Tönt fast so, als ob Sie ein ideales Team wären.
Anja Peter: Es geht durchaus in diese Richtung, denn keine von uns ist sich zu schade, gelegentlich auch mal eine nicht besonders attraktive Arbeit zu erledigen.

Wer trifft Entscheidungen?
Anita Altherr: Das Team.

Geht das?
Sandra Gfeller: Entscheidungen bilden sich im Laufe eines längeren Prozesses heraus. Es ist ja nicht so, dass man zu einer bestimmten Frage eines Tages plötzlich eine Entscheidung fällen muss.

Sie treffen Entscheidungen nie per Mehrheitsentscheid?
Anita Altherr: Nein, das ist noch nie vorgekommen.

Wie ergänzen Sie sich fachlich?
Anita Altherr: Anja kann gut reden, meine Stärke ist eher das Schreiben, und Sandra kennt die Bank Coop sehr gut und damit auch alle Schnittstellen. Auch altersmässig ergänzen wir uns gut. Wir sind je zehn Jahre auseinander und bringen von daher unterschiedliche Perspektiven ein.

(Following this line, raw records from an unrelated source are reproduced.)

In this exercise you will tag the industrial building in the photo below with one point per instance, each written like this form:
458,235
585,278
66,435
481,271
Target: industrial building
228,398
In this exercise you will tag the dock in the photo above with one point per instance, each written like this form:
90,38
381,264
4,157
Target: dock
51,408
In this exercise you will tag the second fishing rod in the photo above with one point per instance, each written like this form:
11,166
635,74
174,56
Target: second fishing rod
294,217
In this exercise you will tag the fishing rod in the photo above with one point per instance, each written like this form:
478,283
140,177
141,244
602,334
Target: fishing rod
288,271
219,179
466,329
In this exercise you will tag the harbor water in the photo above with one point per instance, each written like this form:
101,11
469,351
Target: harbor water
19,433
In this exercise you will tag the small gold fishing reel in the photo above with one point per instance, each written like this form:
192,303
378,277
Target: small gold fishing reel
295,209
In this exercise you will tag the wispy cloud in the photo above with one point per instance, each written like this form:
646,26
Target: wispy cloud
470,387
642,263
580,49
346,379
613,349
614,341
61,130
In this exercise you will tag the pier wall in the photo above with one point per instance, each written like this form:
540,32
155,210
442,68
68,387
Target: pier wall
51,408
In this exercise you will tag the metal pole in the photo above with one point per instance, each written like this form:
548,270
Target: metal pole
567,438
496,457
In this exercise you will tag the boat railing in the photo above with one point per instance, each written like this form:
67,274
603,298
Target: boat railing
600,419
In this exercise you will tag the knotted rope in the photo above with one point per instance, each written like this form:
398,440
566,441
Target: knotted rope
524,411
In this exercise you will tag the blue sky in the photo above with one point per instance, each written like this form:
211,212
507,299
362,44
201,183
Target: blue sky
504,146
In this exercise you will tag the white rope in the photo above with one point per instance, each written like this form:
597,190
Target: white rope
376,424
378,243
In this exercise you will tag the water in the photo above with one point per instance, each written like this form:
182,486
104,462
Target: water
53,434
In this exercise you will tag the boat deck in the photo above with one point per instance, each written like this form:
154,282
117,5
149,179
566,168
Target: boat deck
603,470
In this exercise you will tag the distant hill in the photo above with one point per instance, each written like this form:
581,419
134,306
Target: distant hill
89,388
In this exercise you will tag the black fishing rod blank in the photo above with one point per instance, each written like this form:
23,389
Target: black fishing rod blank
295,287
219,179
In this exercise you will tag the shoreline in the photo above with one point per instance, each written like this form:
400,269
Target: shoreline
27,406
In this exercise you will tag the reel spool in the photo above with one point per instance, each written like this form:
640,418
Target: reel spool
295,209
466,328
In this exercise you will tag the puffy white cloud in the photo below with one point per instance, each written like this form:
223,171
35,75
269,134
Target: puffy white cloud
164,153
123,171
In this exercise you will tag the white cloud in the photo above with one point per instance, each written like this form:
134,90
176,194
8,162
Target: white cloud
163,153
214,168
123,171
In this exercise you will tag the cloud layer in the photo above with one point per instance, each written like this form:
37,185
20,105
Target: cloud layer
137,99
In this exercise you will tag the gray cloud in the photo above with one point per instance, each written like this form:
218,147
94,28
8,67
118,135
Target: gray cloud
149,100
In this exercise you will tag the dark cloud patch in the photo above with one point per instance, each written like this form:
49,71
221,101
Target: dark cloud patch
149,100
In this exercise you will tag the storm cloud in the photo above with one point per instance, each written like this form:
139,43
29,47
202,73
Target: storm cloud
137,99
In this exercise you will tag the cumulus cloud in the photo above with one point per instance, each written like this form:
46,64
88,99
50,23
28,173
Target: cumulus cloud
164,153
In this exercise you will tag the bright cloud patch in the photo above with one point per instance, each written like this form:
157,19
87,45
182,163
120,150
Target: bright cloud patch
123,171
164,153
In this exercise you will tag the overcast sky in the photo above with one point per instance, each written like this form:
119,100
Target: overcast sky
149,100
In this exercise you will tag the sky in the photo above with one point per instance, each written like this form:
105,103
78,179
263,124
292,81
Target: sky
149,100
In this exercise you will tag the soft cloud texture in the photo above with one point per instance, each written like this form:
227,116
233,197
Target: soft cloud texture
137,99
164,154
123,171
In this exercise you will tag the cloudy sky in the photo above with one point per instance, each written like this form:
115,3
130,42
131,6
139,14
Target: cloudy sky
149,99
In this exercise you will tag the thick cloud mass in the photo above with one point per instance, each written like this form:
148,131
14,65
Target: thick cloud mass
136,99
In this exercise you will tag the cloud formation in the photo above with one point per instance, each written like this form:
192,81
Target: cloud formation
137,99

Reden Sie auch über private Dinge miteinander?
Anita Altherr: Ja, sicher. Was wir privat erleben, wirkt sich ja auch auf unsere beruf- liche Tätigkeit aus. Beruf und Privatleben strikte trennen zu wollen, halte ich nicht für sinnvoll. Um auch einmal sagen zu können, dass es einem nicht so gut geht, braucht es allerdings Vertrauen. Nicht mit allen Kollegen würde ich über private Dinge sprechen.

Frau Altherr, Sie arbeiten Teilzeit. Wie verträgt sich Teilzeit- mit Teamarbeit?
Anita Altherr: Eigentlich gut. Ich arbeite hier zu 50 Prozent und bin nochmals zu 50 Prozent als frei schaffende Beraterin für eine andere Firma tätig. Was es braucht, sind gute Planung und Flexibilität. Trotzdem habe ich manchmal ein schlechtes Gewissen, wenn ich sage, dass ich gehen und damit die eine oder andere Arbeit den Kolleginnen überlassen muss.

Wie geht es weiter mit dem eva-Team?
Anja Peter: Wir diskutieren gerade, ob wir einen Mann einstellen wollen. Ein männliches Teammitglied würde nochmals eine neue Sichtweise einbringen.

Die Gesprächsteilnehmerinnen
Anja Peter, diplomierte Betriebswirtin, Leiterin eva-Programm und Mitglied der Direktion;
Anita Altherr, Trainerin, beim eva-Programm verantwortlich für Kommunikation;
Sandra Gfeller, Ökonomin, beim eva-Programm zuständig für die Schnittstelle zu den Kundenberatenden.

Das Projekt Das eva-Programm wurde 2001 von der Bank Coop lanciert. Im Rahmen dieses Projekts bietet die Bank spezifisch an Frauen gerichtete Dienstleistungen rund um das Thema Finanzen an: Beratung, Veranstaltungen und Publikationen.